E como já tinha dito, o meu grupo (que este ano se intitula «Os Suspeitos do Costume», em homenagem ao filme de Bryan Singer, e que tem mais um elemento - desta vez feminino - na sua constituição) vai participar, mais uma vez, no Nescolas. Nesta primeira fase, passámos, e o texto com que concorremos foi o que se segue nas próximas linhas. Contém a dita "reportagem", mais a nota biográfica do convidado que gostaríamos de entrevistar (vamos a ver se é possível, saberemos isso quando for o dia da segunda fase, que é quando o grupo do concurso vai à escola para nós fazermos a entrevista). Eu sei, é muito fatela, mas é isto que eles queriam, basicamente. Desculpem o amadorismo e o "fraquismo" da coisa. Cá vai:


Os caminhos do humor


O humor foi alvo de grandes evoluções ao longo do século XX. No princípio do século, com a invenção do cinema, a comédia começou a ser levada de uma forma completamente diferente aos espetadores, reinventando a forma de fazer rir com autores geniais que ficaram para a História, como é o caso de Buster Keaton, Laurel e Hardy, e principalmente Charlie Chaplin, o grande mestre da comédia cinematográfica. A rádio foi também muito importante, pois unia as pessoas em torno dos pequenos transístores que, em Portugal, transmitiam rubricas cómicas de grande sucesso como «Zequinha e Lelé» e «As lições do Tonecas». A introdução do som no cinema veio dar também uma mudança à sétima arte.

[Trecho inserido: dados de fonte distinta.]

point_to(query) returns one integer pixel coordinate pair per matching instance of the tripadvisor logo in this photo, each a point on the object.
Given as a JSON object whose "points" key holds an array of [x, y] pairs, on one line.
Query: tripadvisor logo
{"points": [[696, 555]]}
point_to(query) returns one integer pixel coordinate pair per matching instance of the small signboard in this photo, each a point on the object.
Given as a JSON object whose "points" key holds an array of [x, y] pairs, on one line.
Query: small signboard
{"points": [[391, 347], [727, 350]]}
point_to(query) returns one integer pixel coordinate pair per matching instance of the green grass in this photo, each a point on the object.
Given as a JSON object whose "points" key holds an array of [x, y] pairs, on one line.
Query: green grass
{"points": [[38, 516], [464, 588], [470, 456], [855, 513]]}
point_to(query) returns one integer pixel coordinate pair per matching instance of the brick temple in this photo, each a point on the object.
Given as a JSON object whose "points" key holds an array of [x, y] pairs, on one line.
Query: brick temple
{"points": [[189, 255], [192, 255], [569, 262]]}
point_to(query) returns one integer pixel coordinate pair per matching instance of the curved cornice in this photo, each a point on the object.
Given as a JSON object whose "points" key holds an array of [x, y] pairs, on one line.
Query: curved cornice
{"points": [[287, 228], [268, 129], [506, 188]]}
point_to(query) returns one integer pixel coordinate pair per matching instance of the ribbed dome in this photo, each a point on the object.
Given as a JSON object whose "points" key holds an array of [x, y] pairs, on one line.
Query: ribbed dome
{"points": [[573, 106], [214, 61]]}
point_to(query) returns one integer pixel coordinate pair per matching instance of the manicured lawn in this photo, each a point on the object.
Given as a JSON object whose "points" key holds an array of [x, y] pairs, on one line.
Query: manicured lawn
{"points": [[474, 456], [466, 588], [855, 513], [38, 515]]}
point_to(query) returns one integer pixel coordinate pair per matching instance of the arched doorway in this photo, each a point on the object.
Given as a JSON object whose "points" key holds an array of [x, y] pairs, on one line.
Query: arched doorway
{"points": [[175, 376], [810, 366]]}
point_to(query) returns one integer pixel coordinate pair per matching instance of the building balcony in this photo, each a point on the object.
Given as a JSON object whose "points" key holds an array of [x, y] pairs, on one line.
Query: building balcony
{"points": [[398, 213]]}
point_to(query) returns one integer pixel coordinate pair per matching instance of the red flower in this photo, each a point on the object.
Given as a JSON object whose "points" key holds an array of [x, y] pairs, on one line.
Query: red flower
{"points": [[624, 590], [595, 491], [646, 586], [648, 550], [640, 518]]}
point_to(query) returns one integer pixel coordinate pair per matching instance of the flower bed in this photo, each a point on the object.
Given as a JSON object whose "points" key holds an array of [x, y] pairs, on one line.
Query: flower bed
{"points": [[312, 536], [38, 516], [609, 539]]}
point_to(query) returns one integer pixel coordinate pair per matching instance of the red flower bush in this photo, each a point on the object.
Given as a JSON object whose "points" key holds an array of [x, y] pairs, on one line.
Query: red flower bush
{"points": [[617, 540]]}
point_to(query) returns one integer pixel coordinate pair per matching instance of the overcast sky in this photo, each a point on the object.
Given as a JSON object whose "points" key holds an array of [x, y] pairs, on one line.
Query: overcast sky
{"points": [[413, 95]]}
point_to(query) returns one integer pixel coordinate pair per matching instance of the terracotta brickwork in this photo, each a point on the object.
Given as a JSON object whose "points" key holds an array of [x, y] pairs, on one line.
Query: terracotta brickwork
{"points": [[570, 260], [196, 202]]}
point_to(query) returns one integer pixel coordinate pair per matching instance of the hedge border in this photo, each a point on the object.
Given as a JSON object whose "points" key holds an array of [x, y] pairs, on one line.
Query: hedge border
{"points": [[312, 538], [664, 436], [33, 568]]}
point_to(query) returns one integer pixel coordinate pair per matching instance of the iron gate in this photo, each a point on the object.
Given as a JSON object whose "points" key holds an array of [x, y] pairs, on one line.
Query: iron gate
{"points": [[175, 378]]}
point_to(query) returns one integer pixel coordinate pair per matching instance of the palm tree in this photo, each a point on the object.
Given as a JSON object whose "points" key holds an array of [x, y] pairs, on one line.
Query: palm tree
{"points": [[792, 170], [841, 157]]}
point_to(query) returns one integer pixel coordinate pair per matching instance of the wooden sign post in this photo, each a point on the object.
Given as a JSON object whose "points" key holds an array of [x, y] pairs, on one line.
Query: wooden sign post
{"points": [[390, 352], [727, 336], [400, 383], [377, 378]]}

Uma vasta gama de atores acompanharia os espetadores ao longo de décadas, fazendo diversos papéis cómicos nos mais variados filmes. Destacam-se Fernandel, Louis de Funès, Cantinflas, e em Portugal, António Silva e Vasco Santana. Mais tarde, a televisão dá uma nova viragem ao humor. As famosas sitcoms americanas mudaram a comédia, assim como diversos humoristas que fizeram programas históricos, como é o caso dos Monty Python e o stand-up comedian Jerry Seinfeld.
Hoje em dia, o humor propaga-se pelo mundo graças à internet, e tudo à distância de um clique. E no futuro, quais serão os caminhos que o humor seguirá? Como irá o ser humano rir daqui a uma década? O que sabemos é que, certamente, a comédia é um processo em constante evolução que merece ser seguido e admirado.

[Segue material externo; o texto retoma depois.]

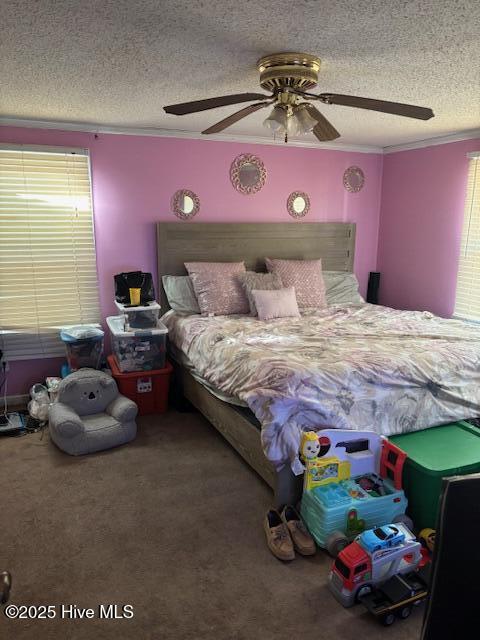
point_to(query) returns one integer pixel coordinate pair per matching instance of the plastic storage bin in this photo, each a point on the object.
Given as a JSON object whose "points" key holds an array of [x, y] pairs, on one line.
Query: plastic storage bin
{"points": [[84, 346], [145, 317], [138, 350], [148, 390], [433, 454]]}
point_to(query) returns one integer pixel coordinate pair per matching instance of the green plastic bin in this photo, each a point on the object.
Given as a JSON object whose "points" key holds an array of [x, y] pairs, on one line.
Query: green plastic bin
{"points": [[433, 454]]}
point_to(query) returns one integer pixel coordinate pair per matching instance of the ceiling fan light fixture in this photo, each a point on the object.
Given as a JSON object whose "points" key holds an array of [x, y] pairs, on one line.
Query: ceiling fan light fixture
{"points": [[277, 121]]}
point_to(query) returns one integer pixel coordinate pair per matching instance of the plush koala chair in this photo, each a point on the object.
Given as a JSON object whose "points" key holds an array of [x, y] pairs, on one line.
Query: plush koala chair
{"points": [[90, 415]]}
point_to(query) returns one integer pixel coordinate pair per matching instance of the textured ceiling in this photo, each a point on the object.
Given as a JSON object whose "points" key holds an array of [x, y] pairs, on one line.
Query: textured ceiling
{"points": [[117, 62]]}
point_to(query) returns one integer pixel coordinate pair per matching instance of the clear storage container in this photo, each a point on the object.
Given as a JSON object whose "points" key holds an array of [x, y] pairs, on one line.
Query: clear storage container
{"points": [[140, 317], [139, 349], [84, 346]]}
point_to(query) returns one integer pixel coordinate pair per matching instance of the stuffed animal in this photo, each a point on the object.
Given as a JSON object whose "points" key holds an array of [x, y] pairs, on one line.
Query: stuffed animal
{"points": [[88, 391], [309, 446], [90, 415]]}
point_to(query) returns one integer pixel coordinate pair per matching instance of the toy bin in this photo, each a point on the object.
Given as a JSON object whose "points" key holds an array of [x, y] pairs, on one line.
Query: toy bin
{"points": [[148, 390], [138, 317], [84, 346], [433, 454], [139, 350]]}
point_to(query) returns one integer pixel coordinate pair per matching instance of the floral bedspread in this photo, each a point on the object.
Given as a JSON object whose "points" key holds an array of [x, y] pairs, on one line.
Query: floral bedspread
{"points": [[355, 367]]}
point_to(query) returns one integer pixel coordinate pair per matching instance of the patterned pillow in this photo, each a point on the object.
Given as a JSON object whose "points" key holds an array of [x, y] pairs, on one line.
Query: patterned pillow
{"points": [[260, 281], [305, 276], [341, 288], [218, 288], [280, 303]]}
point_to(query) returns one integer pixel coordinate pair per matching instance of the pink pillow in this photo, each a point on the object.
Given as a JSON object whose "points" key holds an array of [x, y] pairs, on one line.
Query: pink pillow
{"points": [[277, 303], [218, 288], [305, 276]]}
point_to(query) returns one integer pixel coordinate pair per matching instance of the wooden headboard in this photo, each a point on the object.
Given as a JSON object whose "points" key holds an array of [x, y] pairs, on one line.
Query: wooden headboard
{"points": [[333, 242]]}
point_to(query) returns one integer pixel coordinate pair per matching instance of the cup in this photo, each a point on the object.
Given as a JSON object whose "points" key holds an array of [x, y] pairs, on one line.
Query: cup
{"points": [[135, 296]]}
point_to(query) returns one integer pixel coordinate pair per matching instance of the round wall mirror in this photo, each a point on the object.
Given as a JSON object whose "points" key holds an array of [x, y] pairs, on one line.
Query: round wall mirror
{"points": [[185, 204], [353, 179], [298, 204], [248, 173]]}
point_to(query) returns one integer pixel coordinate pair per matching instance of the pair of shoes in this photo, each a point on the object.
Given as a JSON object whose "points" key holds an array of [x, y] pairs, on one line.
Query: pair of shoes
{"points": [[286, 533]]}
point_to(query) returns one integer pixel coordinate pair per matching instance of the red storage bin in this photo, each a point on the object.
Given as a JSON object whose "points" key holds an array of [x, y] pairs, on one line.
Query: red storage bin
{"points": [[149, 389]]}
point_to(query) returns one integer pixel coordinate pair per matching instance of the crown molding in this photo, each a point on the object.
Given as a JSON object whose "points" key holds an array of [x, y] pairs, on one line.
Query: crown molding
{"points": [[177, 133], [223, 137], [433, 142]]}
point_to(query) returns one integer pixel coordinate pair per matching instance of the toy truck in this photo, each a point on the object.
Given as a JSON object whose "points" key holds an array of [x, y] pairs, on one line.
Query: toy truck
{"points": [[398, 595], [356, 571], [352, 482]]}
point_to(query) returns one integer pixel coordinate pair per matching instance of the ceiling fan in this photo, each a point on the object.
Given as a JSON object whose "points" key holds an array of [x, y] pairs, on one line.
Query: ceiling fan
{"points": [[289, 77]]}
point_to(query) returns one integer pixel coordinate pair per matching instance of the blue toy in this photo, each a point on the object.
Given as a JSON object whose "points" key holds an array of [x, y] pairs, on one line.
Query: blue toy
{"points": [[381, 538], [352, 482]]}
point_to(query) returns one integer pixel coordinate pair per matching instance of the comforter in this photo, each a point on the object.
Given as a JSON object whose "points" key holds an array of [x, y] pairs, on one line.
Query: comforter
{"points": [[355, 367]]}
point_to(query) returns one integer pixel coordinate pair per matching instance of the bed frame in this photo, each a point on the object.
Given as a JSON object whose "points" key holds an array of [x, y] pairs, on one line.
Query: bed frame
{"points": [[333, 242]]}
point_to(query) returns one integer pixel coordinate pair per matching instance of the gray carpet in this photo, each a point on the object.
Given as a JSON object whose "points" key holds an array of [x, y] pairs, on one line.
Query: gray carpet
{"points": [[171, 524]]}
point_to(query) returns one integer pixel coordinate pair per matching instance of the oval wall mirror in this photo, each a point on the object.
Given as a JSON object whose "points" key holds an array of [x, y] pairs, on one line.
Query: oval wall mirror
{"points": [[185, 204], [248, 173], [298, 204], [353, 179]]}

Nuno Markl: Nuno Markl é um dos mais famosos e influentes comediantes portugueses da atualidade. É autor de diversas rúbricas humorísticas radiofónicas(de entre os quais se destacam «O Homem que mordeu o cão» e «Caderneta de cromos»), co-autor de programas como «Herman Enciclopédia» e «Contemporâneos» e autor de livros humorísticos, na sua maioria dedicados ao seu trabalho em rádio.